3) EBS storage and snapshots
Even if your instance is stopped, attached EBS volumes continue to incur cost. Snapshot storage and I/O patterns can also impact your total bill. Include these in the “Other Monthly Costs” field when needed.
4) Data transfer
Inbound traffic is often free, but data transfer out to the internet usually costs money. High-traffic applications can see network egress become a major bill component, so estimate this carefully.
Example scenario
Suppose you run 3 instances at $0.096/hour, 24 hours/day, 30 days/month. You also use 300 GB of EBS at $0.08/GB, transfer 500 GB out at $0.09/GB, and have $20 of extra costs. If you apply a 20% compute discount, you can quickly estimate your monthly and annual cloud budget and compare it against your target spend.
Tips to reduce Amazon EC2 costs
- Right-size instances based on real CPU and memory utilization.
- Use auto scaling to match capacity with demand.
- Shut down non-production instances outside business hours.
- Use Graviton or newer generation instances when compatible.
- Purchase Savings Plans or Reserved Instances for steady workloads.
- Move infrequently accessed data to lower-cost storage tiers.
- Monitor data transfer patterns and use CDN/edge caching where appropriate.
Common cost-estimation mistakes
- Ignoring storage and only calculating instance runtime.
- Assuming all instances run 24/7 when some are intermittent.
- Forgetting network egress charges.
- Not including taxes and regional pricing differences.

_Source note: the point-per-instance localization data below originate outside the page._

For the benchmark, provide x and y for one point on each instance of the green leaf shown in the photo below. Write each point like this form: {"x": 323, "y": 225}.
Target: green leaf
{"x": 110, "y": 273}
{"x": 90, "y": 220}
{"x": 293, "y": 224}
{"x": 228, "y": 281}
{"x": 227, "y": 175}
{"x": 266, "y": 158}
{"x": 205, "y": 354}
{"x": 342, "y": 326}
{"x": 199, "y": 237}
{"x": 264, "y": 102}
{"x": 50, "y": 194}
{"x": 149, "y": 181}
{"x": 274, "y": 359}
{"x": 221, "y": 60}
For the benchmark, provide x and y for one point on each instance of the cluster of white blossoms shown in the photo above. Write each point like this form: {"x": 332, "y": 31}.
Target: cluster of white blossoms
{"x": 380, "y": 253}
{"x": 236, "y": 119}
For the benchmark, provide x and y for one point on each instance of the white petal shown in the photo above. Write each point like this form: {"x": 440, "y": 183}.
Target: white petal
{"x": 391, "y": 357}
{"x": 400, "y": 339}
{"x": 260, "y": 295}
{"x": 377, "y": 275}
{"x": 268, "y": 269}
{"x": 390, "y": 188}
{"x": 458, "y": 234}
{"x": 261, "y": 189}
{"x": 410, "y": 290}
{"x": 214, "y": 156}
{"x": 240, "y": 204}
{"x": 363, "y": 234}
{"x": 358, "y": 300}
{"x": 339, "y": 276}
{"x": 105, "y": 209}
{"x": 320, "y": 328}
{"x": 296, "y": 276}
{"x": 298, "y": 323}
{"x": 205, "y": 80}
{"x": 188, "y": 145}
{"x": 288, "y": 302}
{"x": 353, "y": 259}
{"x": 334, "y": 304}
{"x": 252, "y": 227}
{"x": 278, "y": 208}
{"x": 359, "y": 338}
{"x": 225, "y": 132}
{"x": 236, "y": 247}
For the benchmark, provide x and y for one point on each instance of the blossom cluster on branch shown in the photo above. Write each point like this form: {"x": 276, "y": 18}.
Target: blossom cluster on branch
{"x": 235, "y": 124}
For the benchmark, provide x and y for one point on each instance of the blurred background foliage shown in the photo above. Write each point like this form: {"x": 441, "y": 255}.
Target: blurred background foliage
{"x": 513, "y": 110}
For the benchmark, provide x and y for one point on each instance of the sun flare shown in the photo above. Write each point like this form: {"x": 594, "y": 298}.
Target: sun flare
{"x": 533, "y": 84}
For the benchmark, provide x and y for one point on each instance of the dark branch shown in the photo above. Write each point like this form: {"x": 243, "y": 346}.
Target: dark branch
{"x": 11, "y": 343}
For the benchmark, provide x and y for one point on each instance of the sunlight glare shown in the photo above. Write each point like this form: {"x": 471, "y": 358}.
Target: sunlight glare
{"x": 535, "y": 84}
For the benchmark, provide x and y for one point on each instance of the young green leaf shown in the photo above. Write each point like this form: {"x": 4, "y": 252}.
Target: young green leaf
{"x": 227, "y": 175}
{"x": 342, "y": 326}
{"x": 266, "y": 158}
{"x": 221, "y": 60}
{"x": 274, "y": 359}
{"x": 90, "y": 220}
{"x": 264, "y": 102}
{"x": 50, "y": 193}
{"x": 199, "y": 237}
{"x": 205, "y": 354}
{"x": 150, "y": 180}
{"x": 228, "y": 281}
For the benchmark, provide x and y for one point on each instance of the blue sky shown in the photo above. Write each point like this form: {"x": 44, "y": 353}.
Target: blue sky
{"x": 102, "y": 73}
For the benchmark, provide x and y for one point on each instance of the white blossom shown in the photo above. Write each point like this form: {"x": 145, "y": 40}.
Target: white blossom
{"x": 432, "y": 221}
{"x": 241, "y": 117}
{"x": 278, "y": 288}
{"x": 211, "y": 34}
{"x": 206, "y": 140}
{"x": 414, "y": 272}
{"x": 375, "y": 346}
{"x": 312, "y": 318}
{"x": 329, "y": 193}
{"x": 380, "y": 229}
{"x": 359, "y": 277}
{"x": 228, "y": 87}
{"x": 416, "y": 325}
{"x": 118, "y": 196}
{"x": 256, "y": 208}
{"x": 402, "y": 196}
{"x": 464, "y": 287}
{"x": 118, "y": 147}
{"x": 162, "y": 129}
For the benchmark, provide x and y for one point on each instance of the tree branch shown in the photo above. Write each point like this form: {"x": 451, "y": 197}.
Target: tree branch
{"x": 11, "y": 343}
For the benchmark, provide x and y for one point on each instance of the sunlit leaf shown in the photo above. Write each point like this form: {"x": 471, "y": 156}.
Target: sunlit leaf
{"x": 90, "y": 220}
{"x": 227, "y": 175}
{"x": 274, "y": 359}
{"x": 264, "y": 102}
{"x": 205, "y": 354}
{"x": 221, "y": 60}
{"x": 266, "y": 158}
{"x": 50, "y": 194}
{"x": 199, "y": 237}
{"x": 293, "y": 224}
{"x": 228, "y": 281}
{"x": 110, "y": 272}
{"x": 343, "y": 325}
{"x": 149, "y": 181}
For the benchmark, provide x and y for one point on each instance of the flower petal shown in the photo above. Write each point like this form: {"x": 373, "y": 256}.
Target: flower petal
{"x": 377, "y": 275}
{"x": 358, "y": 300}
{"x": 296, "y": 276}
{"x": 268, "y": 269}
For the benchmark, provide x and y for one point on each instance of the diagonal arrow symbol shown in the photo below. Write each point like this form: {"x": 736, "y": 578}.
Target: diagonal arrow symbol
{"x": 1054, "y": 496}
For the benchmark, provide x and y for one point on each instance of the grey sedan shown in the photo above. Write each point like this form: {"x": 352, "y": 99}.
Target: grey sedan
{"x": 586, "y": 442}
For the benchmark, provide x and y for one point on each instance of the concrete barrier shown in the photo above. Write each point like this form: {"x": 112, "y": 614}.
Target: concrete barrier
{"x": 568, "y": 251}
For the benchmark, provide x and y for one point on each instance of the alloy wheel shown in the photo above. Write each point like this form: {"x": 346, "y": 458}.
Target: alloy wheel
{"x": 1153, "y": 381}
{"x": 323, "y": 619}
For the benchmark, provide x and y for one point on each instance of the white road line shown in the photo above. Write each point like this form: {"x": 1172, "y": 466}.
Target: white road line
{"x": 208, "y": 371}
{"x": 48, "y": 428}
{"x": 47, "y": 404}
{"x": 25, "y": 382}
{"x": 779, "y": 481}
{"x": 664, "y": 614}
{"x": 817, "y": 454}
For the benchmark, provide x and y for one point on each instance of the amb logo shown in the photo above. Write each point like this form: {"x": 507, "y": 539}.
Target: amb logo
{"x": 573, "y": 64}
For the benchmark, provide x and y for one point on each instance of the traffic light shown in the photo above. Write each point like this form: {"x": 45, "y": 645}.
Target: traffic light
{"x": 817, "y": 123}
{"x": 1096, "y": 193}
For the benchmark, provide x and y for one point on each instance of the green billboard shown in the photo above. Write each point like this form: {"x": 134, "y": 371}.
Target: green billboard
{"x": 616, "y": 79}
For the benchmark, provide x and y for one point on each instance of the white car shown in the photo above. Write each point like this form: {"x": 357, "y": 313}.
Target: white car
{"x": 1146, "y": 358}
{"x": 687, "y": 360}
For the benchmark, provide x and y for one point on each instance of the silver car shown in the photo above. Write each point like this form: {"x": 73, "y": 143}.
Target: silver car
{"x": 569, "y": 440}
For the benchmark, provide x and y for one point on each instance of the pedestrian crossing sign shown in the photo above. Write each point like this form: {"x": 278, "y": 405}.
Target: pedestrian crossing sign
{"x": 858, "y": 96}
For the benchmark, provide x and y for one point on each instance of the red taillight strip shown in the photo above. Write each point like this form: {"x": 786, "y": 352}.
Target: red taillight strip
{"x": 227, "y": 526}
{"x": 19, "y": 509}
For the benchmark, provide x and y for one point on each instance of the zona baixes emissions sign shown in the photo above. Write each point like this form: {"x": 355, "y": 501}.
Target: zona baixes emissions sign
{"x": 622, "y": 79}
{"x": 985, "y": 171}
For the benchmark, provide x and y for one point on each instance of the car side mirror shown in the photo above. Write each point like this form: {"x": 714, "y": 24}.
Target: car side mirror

- Treating short-lived discounts as permanent cost assumptions.
Final thoughts
A reliable EC2 cost estimate starts with clear inputs and realistic usage assumptions. This calculator gives you a fast way to model expected spend, test scenarios, and improve infrastructure planning. For best results, revisit your assumptions monthly and compare estimates against real AWS invoices.